The rate of spreading of water on rough substrates scales with the contact angle as ~(cosθ−cosθc), where θc is the critical hemiwicking contact angle dictated by the surface texture (). From our measurements, we observe that this linear scaling holds for the three different surface treatments (fig. S6D), thereby verifying that the static contact angle measurements on the flat substrate are representative of the fiber chemistry. Furthermore, we note that in the final state of uptake in the oven-treated system, most of the asperities are covered as would be expected for S > 0, whereas in the untreated fiber, the tops of asperities are visible (fig. S6, B and C).

Molecular simulations of CO2 capture in liquid amine

The temperature effect of increased CO2 absorption was studied in detail through atomistic simulations. We used a reactive MD method coupled with a grand canonical Monte Carlo (GCMC) scheme for CO2 molecules. A liquid slab of MEA was created in a simulation box with dimensions 40 × 40 × 130 Å3 with periodic boundary conditions in all directions.

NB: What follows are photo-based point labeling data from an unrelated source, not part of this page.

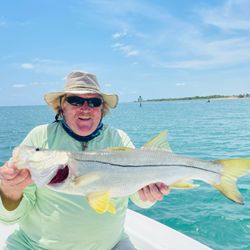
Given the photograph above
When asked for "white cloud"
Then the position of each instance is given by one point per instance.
(119, 35)
(27, 66)
(19, 86)
(108, 85)
(234, 15)
(180, 84)
(127, 50)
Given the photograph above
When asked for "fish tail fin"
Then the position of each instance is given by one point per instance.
(232, 170)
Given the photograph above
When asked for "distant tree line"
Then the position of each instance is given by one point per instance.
(247, 95)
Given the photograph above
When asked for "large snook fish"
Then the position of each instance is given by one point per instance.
(101, 175)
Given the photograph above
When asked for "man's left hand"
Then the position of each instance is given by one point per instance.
(153, 192)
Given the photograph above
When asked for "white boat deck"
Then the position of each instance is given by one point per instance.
(145, 233)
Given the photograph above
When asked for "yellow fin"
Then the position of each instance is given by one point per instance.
(158, 142)
(100, 202)
(183, 185)
(232, 169)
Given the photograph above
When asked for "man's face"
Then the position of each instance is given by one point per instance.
(83, 120)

The liquid slab is about 70 to 80 Å thick (in z) and consists initially of 1000 MEA molecules, which, over time, get consumed in reactions with CO2, generating carbamate as a product. The rest of the simulation box volume is filled with CO2 gas at a pressure of 0.5 atm.

To ensure a constant gas pressure and an excess amount of CO2, we define a rectangular region centered between, and sufficiently far away from, the two MEA/gas interfaces. The center of the exchange region is 35 Å away from the liquid surface and is 30 Å thick in z. Molecular exchanges (insertion or deletion of CO2 molecules) take place in the region through MC moves. In this way, CO2 molecules are simulated in a grand canonical ensemble at a given chemical potential, corresponding to a gas pressure of p0 = 0.5 atm. The entire simulation setup is shown in fig. S12.

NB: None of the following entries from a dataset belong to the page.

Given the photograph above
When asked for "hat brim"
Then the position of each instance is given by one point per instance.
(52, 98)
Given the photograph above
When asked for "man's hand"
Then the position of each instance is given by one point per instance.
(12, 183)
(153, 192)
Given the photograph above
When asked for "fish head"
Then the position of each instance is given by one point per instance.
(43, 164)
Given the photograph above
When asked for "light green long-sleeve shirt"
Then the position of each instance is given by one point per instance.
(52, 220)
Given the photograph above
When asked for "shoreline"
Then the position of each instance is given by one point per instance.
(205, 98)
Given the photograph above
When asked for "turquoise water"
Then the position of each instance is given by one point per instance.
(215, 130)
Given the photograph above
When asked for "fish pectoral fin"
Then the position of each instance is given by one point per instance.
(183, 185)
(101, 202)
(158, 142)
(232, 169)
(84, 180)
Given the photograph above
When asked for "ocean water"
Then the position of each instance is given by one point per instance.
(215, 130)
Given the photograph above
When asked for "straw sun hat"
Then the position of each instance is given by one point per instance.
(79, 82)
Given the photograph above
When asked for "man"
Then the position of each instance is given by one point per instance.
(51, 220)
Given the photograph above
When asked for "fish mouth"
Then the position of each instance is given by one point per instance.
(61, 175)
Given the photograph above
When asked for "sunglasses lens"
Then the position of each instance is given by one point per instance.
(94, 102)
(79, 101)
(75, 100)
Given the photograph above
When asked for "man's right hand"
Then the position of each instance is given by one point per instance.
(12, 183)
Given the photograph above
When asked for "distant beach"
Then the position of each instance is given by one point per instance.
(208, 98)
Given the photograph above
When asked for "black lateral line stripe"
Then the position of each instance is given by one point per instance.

We used MAPS 4.3 by Scienomics-SAS () to generate initial configurations and to assign the AMBER Cornell forcefield (). Electrostatic potential (ESP) calculations were carried out to assign partial charges to MEA, CO2, and the carbamate products, MEAH+ and MEACOO−. Density functional theory calculations were performed with NWChem 6.6 to compute the ESP charges (). The B3LYP functional was used with 6-311++G(2d,2p) basis set. For these simulations, the MAPS platform was also used to create all necessary input parameter and coordinate files of single molecules. For MD simulations, we used LAMMPS MD (). The initial configuration consists of 1000 MEA molecules only (no CO2) in the described slab geometry. After energy minimization, the liquid was further equilibrated for 500,000 steps at 0.1-fs time steps with a constant box volume, V, and temperature, T. During this initial equilibration stage, the temperature was slowly ramped up from −173°C to its target temperature (32° and 71°C), which was maintained by a Nosé-Hoover thermostat with a 100–time step relaxation period. Long-range electrostatics were calculated with the particle-particle-particle-mesh method at a force accuracy of 10−4. In subsequent MD runs, now at 1-fs time steps, GCMC moves were invoked every 1000 MD steps, during which 100 attempts were made for insertion or deletion of CO2 molecules in the exchange region shown in fig. S12 at given chemical potential corresponding to the desired pressure of 0.5 atm. At this CO2 pressure, the ideal gas chemical potential value can be used for the GCMC moves.

Chemical reactions were modeled using a simplified reaction method developed recently by Gissinger et al. (, ). The method is useful for known reaction pathways in which two atoms are bonded together once they get closer than a predefined distance. The reaction will be accepted at a given probability. In this study, reaction kinetics are solely controlled by these two parameters. One needs to adjust those parameters to obtain the desired reaction rates. More details of the MEA-CO2 reaction process model are given in the Supplementary Materials.